More work needed to deliver full devolution, says Woodward

Politicians in the North have more work to do if they are to deliver full devolution to their constituents, Northern Secretary Shaun Woodward claimed today.

Politicians in the North have more work to do if they are to deliver full devolution to their constituents, Northern Secretary Shaun Woodward claimed today.

In his first speech to the Labour Party conference as Northern Secretary, Mr Woodward said the creation of a powersharing government in May headed by Ian Paisley and Martin McGuinness was an answer to the cynics in politics.

But with politicians in the North still facing a target date of next May for the transfer of policing and justice powers to Stormont, the minister urged politicians to complete the path to full devolution.

“The St Andrews Agreement was clear,” he said. “This is not an a la carte menu for devolution.

“The second, completing stage is as vital as the first. It must be done and it should be done – done because it is the right thing to do.

“Done, because what greater proof will there be to those who we ask to invest in the future of the children of Northern Ireland, than local politicians taking their own responsibility for law and order?”

Mr Woodward paid tribute to the work of former British Prime Minister Tony Blair, the late Mo Mowlam and his other predecessors as Northern Secretary Peter Mandelson, John Reid, Paul Murphy and Peter Hain in delivering devolution.

He told delegates in Bournemouth that Gordon Brown as British Prime Minister was as clear as Tony Blair about the importance of the North’s politicians completing their task.

With Sinn Féin now involved in policing, Mr Woodward said progress was already being made.

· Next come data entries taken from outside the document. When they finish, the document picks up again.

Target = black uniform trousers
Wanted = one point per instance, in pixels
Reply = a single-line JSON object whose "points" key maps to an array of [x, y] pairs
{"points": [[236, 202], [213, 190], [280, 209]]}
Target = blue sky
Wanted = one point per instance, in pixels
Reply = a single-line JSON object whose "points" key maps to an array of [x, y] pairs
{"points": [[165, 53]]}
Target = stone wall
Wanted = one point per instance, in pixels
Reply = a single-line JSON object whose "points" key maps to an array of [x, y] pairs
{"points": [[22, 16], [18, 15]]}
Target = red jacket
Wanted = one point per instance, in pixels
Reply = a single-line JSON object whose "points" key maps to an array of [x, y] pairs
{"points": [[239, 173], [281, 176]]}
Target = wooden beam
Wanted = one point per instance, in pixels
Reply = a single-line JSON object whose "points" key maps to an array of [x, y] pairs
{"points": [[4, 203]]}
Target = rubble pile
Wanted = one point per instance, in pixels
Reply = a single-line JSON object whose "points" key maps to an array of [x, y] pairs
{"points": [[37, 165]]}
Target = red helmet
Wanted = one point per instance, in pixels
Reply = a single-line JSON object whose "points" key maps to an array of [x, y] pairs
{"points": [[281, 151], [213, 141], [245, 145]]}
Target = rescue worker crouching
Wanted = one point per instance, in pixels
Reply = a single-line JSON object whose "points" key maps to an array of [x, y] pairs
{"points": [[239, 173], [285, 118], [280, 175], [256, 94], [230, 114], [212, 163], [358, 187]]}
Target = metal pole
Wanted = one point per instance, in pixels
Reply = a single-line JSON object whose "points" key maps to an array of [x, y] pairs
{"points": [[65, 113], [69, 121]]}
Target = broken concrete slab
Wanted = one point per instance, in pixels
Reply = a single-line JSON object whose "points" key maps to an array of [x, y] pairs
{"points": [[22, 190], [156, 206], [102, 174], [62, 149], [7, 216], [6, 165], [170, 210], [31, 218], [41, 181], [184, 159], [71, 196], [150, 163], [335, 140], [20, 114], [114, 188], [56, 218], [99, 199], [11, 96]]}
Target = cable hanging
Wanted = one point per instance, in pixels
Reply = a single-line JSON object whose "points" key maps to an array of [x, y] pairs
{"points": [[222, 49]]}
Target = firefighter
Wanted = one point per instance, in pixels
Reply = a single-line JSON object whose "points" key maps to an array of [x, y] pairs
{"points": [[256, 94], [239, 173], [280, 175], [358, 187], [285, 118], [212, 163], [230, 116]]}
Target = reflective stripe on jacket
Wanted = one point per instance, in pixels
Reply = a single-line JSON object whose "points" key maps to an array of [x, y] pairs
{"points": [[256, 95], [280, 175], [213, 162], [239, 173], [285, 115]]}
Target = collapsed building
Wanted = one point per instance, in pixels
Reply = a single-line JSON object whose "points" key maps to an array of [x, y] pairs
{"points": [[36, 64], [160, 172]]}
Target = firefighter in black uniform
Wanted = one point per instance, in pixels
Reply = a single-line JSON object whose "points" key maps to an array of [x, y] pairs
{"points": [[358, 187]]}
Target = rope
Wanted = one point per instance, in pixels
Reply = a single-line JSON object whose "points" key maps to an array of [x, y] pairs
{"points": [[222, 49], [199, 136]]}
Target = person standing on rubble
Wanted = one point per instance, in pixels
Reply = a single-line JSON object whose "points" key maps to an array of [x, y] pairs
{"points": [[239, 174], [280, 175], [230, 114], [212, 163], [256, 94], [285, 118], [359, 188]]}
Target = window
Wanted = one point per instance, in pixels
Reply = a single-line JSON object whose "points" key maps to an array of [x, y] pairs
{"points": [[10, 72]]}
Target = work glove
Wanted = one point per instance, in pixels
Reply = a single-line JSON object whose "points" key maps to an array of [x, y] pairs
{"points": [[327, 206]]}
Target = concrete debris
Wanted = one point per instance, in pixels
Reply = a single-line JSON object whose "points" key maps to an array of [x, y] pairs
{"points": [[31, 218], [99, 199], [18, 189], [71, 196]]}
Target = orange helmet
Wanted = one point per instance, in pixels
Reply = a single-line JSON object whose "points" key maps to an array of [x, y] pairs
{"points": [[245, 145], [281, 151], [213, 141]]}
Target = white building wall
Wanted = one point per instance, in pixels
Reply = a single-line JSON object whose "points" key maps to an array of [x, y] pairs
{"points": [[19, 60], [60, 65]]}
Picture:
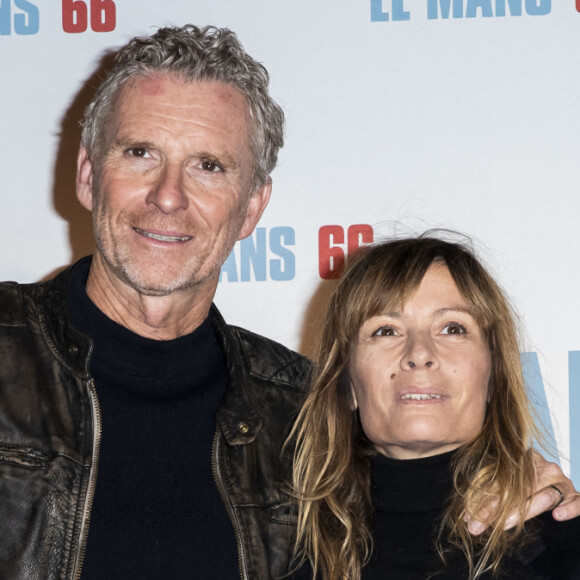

The symbolism of Sinn Féin leader Gerry Adams shaking hands with the PSNI’s Chief Constable Hugh Orde in public in west Belfast was, he argued, as powerful an image as Mr Paisley welcoming President Mary McAleese to the North earlier this month.

But while Woodward said the political process should look to a shared future for unionists and nationalists, it was equally important the North did not forget its bloody past.

“That is why we have asked Lord Eames and Denis Bradley to head up a Consultative Group to see whether we can find a consensus to deal with the past,” he said.

“It won’t be easy. But if we can find a consensus to create the Good Friday Agreement, it must be the cause of optimists to believe we can find one to ensure that Northern Ireland is not held in its past, but builds on its past.

“The story of Northern Ireland has indeed begun a new chapter. Perhaps even a new book.

“It is a story of leadership and hope. And perhaps there is no better proof, than the conference in Finland held just three weeks ago.

“Its purpose was to bring political leaders together to see what lessons might be drawn to help find a way forward in an area of terrible conflict.

“Among its delegates, Jeffrey Donaldson and Martin McGuiness – two politicians, once locked in seemingly irreconcilable conflict, working together to bring new hope not to Northern Ireland but to Iraq.”